Why isn’t Argentina one of the richest countries in the world? It certainly has the resources. For the last week I’ve been riding busses covering only about half the nation’s land area, and can vouch both for the quality of their highways and the existence of millions of acres of golden soybeans ready for harvest and plenty of tall corn. Compared to neighbors Bolivia and Paraguay, Argentina boasts a relatively educated populace. It’s certainly not over-crowded. You’d think they would enjoy security and liberty, but they seem to lack the ability to govern themselves.  They elect fools and scoundrels, lie to themselves and others and then believe those lies right up to the point that everything collapses and they have to pick up the pieces and start over again from scratch.

There’s a joke: Argentinians are people who speak Spanish, live in French houses, eat Italian food, and think they’re English.

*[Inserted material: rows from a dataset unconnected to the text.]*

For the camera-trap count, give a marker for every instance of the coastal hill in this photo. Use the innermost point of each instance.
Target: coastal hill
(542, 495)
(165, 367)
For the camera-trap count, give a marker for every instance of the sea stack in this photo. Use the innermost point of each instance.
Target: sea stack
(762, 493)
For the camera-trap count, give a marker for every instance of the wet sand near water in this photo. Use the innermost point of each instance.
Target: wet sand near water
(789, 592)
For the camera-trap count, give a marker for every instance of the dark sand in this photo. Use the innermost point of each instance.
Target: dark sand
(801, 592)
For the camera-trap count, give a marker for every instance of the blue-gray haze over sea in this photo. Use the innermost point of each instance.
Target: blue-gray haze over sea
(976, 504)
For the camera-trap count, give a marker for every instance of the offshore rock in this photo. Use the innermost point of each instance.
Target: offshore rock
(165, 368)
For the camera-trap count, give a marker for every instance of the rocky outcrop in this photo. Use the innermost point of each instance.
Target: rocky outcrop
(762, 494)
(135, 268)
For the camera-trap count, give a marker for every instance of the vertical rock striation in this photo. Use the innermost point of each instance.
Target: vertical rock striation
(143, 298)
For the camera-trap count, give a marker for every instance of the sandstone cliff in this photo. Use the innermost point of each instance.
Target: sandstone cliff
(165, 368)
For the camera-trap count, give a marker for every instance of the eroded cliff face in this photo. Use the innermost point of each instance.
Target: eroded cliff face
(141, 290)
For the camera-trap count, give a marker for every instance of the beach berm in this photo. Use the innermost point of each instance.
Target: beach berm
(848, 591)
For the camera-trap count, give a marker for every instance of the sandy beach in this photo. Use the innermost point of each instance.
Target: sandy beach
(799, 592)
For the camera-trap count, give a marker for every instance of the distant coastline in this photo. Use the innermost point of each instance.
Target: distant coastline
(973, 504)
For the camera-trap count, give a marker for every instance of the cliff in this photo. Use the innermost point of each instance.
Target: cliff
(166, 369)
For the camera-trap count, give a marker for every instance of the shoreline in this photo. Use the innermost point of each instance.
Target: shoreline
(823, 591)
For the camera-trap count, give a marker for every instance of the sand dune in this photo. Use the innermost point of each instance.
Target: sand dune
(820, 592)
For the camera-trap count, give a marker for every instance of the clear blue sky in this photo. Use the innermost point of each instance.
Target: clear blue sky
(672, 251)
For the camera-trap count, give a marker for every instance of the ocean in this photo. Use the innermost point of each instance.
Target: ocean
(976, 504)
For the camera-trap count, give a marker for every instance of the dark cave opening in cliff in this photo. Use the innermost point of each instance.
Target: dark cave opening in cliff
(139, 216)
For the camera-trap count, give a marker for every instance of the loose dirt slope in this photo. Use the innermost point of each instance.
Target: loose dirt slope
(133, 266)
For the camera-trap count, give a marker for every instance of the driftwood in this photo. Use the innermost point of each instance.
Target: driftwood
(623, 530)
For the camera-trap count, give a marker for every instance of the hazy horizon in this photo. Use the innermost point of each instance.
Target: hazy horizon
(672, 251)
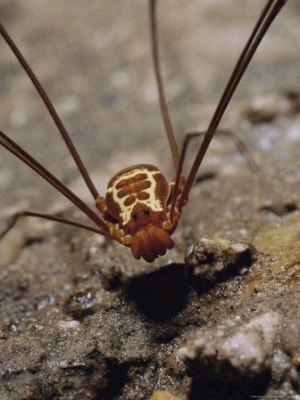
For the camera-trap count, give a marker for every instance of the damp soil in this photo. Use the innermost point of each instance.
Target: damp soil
(80, 318)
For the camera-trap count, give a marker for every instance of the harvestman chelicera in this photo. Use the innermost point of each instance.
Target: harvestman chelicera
(141, 208)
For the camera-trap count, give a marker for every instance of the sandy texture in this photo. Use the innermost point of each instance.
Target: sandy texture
(80, 319)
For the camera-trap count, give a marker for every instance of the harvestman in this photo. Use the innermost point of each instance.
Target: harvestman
(141, 208)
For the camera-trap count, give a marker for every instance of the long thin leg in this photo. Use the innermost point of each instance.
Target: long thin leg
(195, 134)
(160, 86)
(268, 15)
(11, 146)
(15, 217)
(52, 111)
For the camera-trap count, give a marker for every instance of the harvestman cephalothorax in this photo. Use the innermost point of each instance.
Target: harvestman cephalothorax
(140, 209)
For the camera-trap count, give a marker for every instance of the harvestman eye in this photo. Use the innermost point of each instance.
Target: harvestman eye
(140, 209)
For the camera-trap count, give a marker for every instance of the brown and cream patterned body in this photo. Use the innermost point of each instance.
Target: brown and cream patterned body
(137, 204)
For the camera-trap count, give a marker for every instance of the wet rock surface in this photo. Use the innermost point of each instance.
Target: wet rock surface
(80, 319)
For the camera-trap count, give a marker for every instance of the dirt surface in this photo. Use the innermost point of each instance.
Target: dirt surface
(80, 319)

A few days ago, I passed through the Plaza San Martin in Cordoba, the main square in the nation’s second largest city. The National Bank occupies one side of the square. There were lines of people stretching around the corner in both directions streaming from the front door, waiting patiently for hours for the chance to collect their pension or withdraw some portion of their savings. An armored vehicle was parked in front, and soldiers with weapons stood guarding the entrance. It looked like everyone’s idea of a fiscal emergency, but this economic nightmare was just business as usual here in Argentina, where people have little confidence in their economy or rulers, and plenty of historical justification for feeling that way. One night about ten years ago, the government decided to devalue the currency, and within a few weeks everyone had lost two-thirds of their wealth. Of course, the politicians knew in advance that this was coming, and had already squirreled their cash away to offshore banks.

At that time, the country defaulted on its loans and some creditors who declined to accept ten cents on the dollar are still demanding their money back.

Fortunately, Argentina has had good luck rebuilding their economy without outside help, but one gets the impression they learned nothing from their collapse, and that the next one will arise from the same mixture of arrogance and deceit that caused the first. In 2002, I saw a blonde, blue-eyed woman holding her infant child and begging in front of a Buenos Aires subway station. For most of this white boy’s experience, poor people were dark-skinned, but it was then that I realized when white people have the rug pulled out from under them, they get hungry, too. It gave me pause.

Here, in the southern part of South America, they’re still working at getting over the horrible abuse of power they suffered during the Military Dictatorships of the seventies. Then, Argentine military aircraft routinely dumped bodies into the delta region just north of the capital. Twenty to thirty thousand people simply disappeared. Even schoolchildren who had been protesting an increase in the price of their school lunch were rounded up, tortured and executed. As the Phillipines and even Thailand found out at roughly the same time Argentina and Chile did, once you let the military start killing communists, pretty soon everybody looks like a communist.

Hopefully that sort of thing is permanently behind Argentina, but as poor people all over the world know, when you’ve got nothing to lose, it’s not that big a leap to resort to drastic measures. The social fabric could tear again. And if the military ever takes power, it’s time to head to the airport.